He notes that in the case of Iran, focus has been "almost exclusively on how do we get them out of the nuclear business, and secondarily, how do we get them out of the terrorism business," says Mr. Riedel. "The harder thing to evaluate is ... do we have sufficient empathy for how the Iranians see the problem, instead of how we see the problem?"
Increasingly strident rhetoric toward war with Iran reached a crescendo earlier this year, especially from Israel, which claims an Iranian nuclear weapon would be an "existential threat."

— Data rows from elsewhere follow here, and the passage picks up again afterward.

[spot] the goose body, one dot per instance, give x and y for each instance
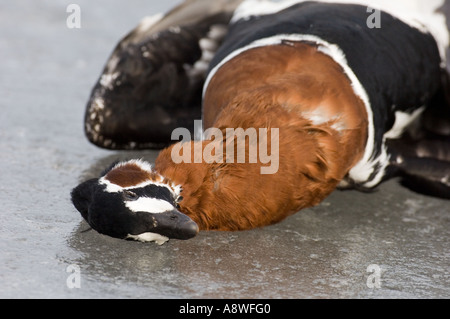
(331, 91)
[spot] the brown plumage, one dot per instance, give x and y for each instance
(285, 87)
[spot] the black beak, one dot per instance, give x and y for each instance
(173, 224)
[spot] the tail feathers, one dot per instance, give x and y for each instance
(424, 166)
(428, 176)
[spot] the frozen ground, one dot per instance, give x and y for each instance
(47, 72)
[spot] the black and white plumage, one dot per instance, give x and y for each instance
(158, 76)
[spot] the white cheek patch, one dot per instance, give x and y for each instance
(149, 205)
(148, 237)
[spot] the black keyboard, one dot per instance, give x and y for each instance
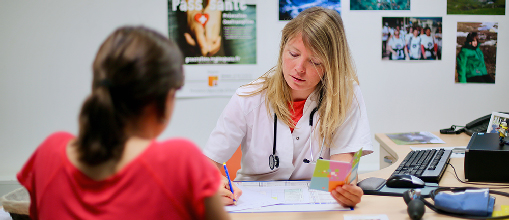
(429, 165)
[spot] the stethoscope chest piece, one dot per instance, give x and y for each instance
(273, 161)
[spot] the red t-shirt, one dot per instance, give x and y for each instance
(169, 180)
(298, 107)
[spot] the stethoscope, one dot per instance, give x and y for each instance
(274, 160)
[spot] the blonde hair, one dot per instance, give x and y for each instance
(323, 34)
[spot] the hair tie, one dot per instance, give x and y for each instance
(106, 83)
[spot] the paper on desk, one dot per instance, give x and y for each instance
(298, 208)
(4, 215)
(290, 192)
(330, 174)
(251, 200)
(366, 217)
(291, 196)
(457, 152)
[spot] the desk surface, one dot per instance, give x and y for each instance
(393, 207)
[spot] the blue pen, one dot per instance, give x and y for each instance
(229, 181)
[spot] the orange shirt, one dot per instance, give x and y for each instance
(297, 111)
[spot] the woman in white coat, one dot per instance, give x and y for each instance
(308, 106)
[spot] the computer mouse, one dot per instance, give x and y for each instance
(404, 181)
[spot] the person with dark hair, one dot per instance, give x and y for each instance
(397, 46)
(414, 45)
(308, 106)
(114, 168)
(428, 45)
(438, 40)
(470, 62)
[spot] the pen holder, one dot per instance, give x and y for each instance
(17, 203)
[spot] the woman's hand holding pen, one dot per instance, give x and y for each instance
(347, 195)
(226, 194)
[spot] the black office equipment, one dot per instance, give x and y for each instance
(428, 165)
(485, 159)
(479, 125)
(404, 181)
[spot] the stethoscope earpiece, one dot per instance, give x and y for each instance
(273, 161)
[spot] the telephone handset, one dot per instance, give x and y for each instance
(477, 125)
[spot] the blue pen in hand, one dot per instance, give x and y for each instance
(230, 182)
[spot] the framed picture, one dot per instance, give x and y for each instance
(495, 120)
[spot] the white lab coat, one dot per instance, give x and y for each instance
(246, 122)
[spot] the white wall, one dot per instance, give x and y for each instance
(47, 47)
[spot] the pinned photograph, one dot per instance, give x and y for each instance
(379, 4)
(476, 7)
(476, 52)
(498, 121)
(289, 9)
(412, 38)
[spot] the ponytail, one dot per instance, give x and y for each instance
(101, 134)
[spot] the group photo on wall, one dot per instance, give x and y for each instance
(412, 38)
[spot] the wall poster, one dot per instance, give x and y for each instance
(289, 9)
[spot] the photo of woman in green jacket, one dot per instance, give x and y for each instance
(470, 62)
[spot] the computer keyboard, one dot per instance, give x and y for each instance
(429, 165)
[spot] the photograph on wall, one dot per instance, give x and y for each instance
(411, 38)
(476, 7)
(379, 4)
(498, 123)
(289, 9)
(476, 52)
(214, 32)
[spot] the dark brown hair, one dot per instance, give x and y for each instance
(134, 67)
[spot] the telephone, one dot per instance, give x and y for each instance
(477, 125)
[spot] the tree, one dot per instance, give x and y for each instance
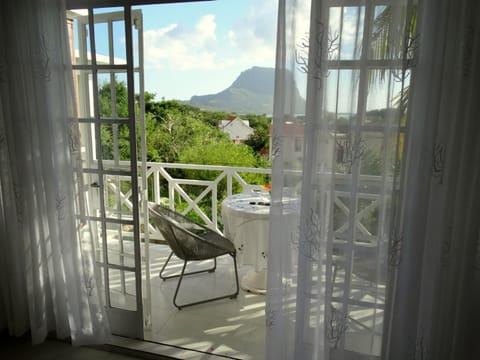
(259, 140)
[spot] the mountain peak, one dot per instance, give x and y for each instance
(251, 92)
(258, 79)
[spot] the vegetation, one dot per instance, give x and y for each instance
(181, 133)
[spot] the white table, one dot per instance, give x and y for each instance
(246, 220)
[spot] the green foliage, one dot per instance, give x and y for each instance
(259, 141)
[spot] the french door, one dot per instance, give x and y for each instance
(107, 59)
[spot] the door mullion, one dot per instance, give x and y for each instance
(133, 159)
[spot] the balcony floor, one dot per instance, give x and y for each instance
(228, 327)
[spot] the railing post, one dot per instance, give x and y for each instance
(171, 194)
(156, 187)
(229, 182)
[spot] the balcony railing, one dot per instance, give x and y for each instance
(168, 183)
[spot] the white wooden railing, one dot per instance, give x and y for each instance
(164, 187)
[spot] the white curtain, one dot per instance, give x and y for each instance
(383, 262)
(47, 273)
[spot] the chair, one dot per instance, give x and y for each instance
(191, 241)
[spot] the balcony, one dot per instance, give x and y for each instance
(236, 328)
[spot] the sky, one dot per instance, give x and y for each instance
(201, 48)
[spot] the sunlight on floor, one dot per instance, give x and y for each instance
(229, 327)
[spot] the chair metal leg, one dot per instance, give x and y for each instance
(212, 269)
(231, 296)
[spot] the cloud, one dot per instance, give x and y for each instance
(249, 40)
(175, 47)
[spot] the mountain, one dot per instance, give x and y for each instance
(251, 92)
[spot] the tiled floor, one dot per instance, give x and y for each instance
(22, 348)
(233, 328)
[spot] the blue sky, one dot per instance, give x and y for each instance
(200, 48)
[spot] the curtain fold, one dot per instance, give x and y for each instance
(380, 157)
(48, 269)
(440, 231)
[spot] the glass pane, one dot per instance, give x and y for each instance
(387, 24)
(92, 185)
(102, 44)
(115, 143)
(122, 289)
(120, 244)
(78, 32)
(118, 202)
(351, 32)
(119, 47)
(372, 153)
(384, 96)
(113, 95)
(83, 85)
(342, 94)
(137, 23)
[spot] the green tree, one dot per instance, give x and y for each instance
(259, 140)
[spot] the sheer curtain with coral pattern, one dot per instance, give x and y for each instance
(47, 274)
(365, 87)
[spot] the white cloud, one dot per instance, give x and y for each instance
(207, 54)
(173, 47)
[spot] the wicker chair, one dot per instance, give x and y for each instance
(191, 241)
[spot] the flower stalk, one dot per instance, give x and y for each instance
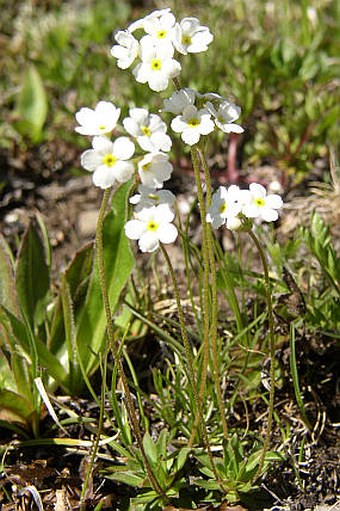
(114, 349)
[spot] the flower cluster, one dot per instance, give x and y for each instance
(233, 206)
(141, 144)
(111, 162)
(199, 114)
(153, 54)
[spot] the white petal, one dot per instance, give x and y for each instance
(250, 211)
(123, 171)
(134, 229)
(190, 136)
(163, 213)
(257, 190)
(104, 177)
(274, 201)
(131, 126)
(148, 242)
(167, 233)
(102, 145)
(123, 148)
(90, 160)
(269, 215)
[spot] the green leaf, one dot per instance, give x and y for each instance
(150, 448)
(119, 262)
(8, 296)
(207, 485)
(127, 478)
(15, 408)
(46, 358)
(32, 105)
(32, 275)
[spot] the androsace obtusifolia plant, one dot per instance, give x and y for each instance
(137, 150)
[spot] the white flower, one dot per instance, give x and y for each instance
(139, 24)
(148, 197)
(179, 100)
(225, 115)
(152, 226)
(192, 124)
(157, 66)
(159, 28)
(127, 49)
(225, 205)
(154, 169)
(190, 37)
(260, 205)
(108, 161)
(148, 129)
(100, 121)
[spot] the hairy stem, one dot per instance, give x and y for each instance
(206, 282)
(271, 350)
(214, 316)
(114, 347)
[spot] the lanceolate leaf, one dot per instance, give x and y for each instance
(15, 408)
(32, 105)
(8, 296)
(118, 264)
(32, 275)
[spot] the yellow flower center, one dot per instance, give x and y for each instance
(222, 208)
(156, 65)
(146, 167)
(152, 226)
(161, 34)
(109, 160)
(193, 122)
(259, 202)
(146, 130)
(186, 40)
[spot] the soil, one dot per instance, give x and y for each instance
(41, 180)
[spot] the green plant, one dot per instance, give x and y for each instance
(59, 338)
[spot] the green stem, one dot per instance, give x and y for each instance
(114, 347)
(214, 303)
(195, 155)
(184, 333)
(206, 282)
(271, 349)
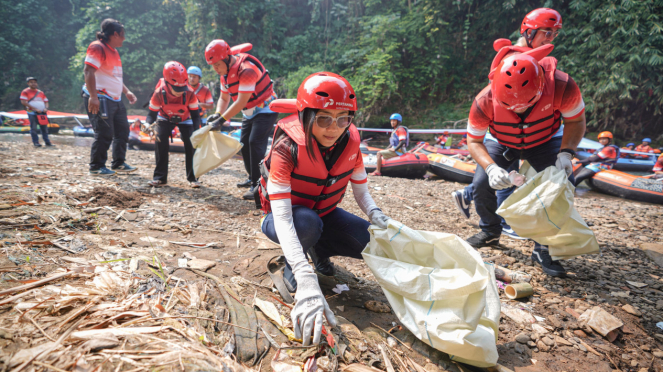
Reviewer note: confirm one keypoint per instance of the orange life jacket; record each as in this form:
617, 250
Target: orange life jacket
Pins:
543, 119
312, 185
264, 85
171, 106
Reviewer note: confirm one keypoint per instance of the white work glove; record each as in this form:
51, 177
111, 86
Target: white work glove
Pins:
565, 162
309, 309
378, 218
498, 178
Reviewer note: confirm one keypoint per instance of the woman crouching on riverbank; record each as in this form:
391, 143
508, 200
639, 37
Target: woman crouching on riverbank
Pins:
304, 177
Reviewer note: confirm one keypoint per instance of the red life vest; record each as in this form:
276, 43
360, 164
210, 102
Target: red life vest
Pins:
312, 185
543, 119
171, 106
264, 86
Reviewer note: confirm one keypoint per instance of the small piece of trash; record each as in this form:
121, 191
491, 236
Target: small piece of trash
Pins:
340, 288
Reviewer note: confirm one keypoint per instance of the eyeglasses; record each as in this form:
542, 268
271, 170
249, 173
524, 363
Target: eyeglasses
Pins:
324, 121
550, 34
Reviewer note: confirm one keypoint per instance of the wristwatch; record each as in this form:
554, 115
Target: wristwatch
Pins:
573, 153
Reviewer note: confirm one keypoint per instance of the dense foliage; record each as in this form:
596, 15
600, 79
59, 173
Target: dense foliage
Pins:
424, 58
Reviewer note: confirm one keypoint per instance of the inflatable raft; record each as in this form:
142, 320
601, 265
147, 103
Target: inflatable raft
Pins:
141, 141
405, 166
426, 149
52, 129
451, 169
628, 186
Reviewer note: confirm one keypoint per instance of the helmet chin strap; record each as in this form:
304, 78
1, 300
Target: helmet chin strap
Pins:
530, 38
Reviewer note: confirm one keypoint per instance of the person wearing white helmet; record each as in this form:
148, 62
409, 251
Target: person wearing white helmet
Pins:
204, 95
399, 139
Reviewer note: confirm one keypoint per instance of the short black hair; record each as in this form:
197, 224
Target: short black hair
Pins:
109, 26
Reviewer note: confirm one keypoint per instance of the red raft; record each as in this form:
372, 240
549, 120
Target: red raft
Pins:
408, 165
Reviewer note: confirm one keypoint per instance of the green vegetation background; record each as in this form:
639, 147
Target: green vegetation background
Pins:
424, 58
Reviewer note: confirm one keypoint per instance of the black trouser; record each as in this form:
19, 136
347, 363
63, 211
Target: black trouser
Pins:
163, 132
255, 135
34, 127
583, 174
114, 129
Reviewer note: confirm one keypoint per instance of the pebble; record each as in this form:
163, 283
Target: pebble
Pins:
520, 349
542, 346
631, 310
548, 341
522, 338
580, 333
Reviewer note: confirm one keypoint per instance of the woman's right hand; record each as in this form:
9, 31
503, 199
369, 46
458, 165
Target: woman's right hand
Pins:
309, 309
93, 105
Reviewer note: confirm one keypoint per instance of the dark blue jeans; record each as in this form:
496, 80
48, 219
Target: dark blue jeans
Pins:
338, 233
539, 157
113, 130
34, 126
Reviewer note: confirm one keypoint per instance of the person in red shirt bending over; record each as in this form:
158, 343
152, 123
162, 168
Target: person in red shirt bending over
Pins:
314, 157
604, 159
103, 100
247, 82
36, 105
205, 99
173, 104
523, 107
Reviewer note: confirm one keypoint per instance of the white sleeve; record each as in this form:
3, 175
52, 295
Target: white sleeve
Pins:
285, 231
363, 197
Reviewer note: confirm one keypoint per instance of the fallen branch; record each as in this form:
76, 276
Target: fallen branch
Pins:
35, 284
395, 338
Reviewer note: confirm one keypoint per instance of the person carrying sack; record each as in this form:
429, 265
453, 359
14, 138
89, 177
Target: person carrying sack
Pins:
36, 105
304, 177
523, 107
173, 104
247, 82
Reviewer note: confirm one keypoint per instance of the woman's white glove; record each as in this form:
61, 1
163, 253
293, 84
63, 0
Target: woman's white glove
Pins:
309, 309
378, 218
498, 178
565, 162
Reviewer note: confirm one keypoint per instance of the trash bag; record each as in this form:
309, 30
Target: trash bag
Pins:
212, 149
439, 288
542, 209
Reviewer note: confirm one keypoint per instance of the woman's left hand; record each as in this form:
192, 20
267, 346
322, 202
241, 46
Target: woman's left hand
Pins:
378, 218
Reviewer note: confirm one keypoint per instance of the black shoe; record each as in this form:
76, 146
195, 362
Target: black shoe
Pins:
246, 183
550, 267
483, 239
248, 195
322, 265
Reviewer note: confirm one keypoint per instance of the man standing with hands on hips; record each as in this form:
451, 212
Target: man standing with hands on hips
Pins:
247, 82
36, 105
523, 107
103, 100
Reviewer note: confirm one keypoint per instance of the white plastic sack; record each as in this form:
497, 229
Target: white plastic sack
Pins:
212, 149
439, 288
542, 209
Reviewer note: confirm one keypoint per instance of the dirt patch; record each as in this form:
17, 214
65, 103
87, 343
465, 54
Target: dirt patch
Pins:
108, 196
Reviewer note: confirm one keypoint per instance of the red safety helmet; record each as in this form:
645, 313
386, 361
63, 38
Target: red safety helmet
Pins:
174, 73
605, 134
518, 82
217, 50
541, 18
326, 90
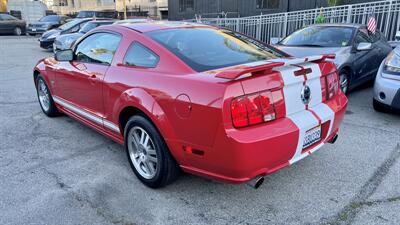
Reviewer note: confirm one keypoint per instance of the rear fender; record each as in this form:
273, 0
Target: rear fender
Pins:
142, 100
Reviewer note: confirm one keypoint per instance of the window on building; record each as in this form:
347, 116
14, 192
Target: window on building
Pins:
186, 5
267, 4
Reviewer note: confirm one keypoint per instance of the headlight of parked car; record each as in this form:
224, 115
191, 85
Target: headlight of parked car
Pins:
52, 36
392, 63
68, 42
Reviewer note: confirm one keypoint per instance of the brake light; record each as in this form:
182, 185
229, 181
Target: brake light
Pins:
332, 85
257, 108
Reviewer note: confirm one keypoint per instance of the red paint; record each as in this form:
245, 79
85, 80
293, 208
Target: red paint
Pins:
227, 154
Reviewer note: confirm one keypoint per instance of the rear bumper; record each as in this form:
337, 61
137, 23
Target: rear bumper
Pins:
46, 44
241, 155
387, 90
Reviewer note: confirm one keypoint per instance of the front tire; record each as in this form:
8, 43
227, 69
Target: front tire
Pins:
148, 154
18, 31
45, 99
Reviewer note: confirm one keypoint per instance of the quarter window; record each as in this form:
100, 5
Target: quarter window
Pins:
267, 4
186, 5
141, 56
98, 48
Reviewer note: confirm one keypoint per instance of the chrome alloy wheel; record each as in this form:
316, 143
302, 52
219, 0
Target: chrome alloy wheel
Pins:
44, 96
343, 83
142, 152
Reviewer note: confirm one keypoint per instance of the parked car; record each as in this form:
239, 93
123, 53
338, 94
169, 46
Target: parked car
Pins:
227, 107
97, 14
47, 39
396, 42
65, 41
358, 52
387, 83
11, 25
137, 20
46, 23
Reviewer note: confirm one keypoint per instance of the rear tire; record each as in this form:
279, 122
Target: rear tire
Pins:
148, 154
379, 107
17, 31
45, 99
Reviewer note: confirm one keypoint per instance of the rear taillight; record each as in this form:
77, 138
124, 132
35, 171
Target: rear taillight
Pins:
257, 108
332, 85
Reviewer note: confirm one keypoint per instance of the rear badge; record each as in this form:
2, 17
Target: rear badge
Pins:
306, 95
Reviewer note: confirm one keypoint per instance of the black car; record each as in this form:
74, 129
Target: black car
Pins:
46, 23
65, 41
47, 39
358, 51
97, 14
11, 25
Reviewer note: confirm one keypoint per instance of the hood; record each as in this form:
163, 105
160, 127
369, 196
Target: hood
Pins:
299, 51
51, 32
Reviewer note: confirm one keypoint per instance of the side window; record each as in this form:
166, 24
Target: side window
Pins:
141, 56
97, 48
361, 37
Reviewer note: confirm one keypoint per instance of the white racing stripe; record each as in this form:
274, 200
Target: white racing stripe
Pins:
296, 109
90, 116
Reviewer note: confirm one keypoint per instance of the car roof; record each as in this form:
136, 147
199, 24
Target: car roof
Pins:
351, 25
148, 26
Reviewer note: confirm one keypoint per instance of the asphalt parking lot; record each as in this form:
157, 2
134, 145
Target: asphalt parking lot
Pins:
58, 171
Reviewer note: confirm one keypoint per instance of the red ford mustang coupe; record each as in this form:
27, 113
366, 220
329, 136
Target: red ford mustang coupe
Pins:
206, 100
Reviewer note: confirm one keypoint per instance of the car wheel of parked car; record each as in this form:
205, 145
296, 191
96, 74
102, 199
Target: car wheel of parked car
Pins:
17, 31
45, 99
148, 154
379, 107
344, 81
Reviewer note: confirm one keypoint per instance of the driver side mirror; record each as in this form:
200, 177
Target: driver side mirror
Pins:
64, 55
364, 46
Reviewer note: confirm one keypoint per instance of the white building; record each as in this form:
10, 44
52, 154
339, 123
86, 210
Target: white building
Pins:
153, 8
74, 6
30, 10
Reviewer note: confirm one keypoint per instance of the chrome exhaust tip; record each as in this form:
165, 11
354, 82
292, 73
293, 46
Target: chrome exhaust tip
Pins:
333, 140
256, 182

Iran frequently trumpets its military power and conducts extensive exercises in its bid to deter any US or Israeli strike. And in Washington and Tel Aviv, "no option is off the table" is the typical code phrase for military action. The US has led the movement to impose stringent sanctions against Iran's economy.
Yet, notes Ali Vaez, Iran analyst for the International Crisis Group in Washington, the NIE assessment that Iran halted its structured clandestine nuclear program in 2003 shows caution in the US intelligence community when it comes to drawing conclusions.
But that restraint could be trumped by other factors. "The problem [today] is that more political lessons have been forgotten than intelligence lessons learned," says Mr. Vaez. "In a mirror image of Iraq, Iran is guilty in Washington's corridors of power until proven innocent."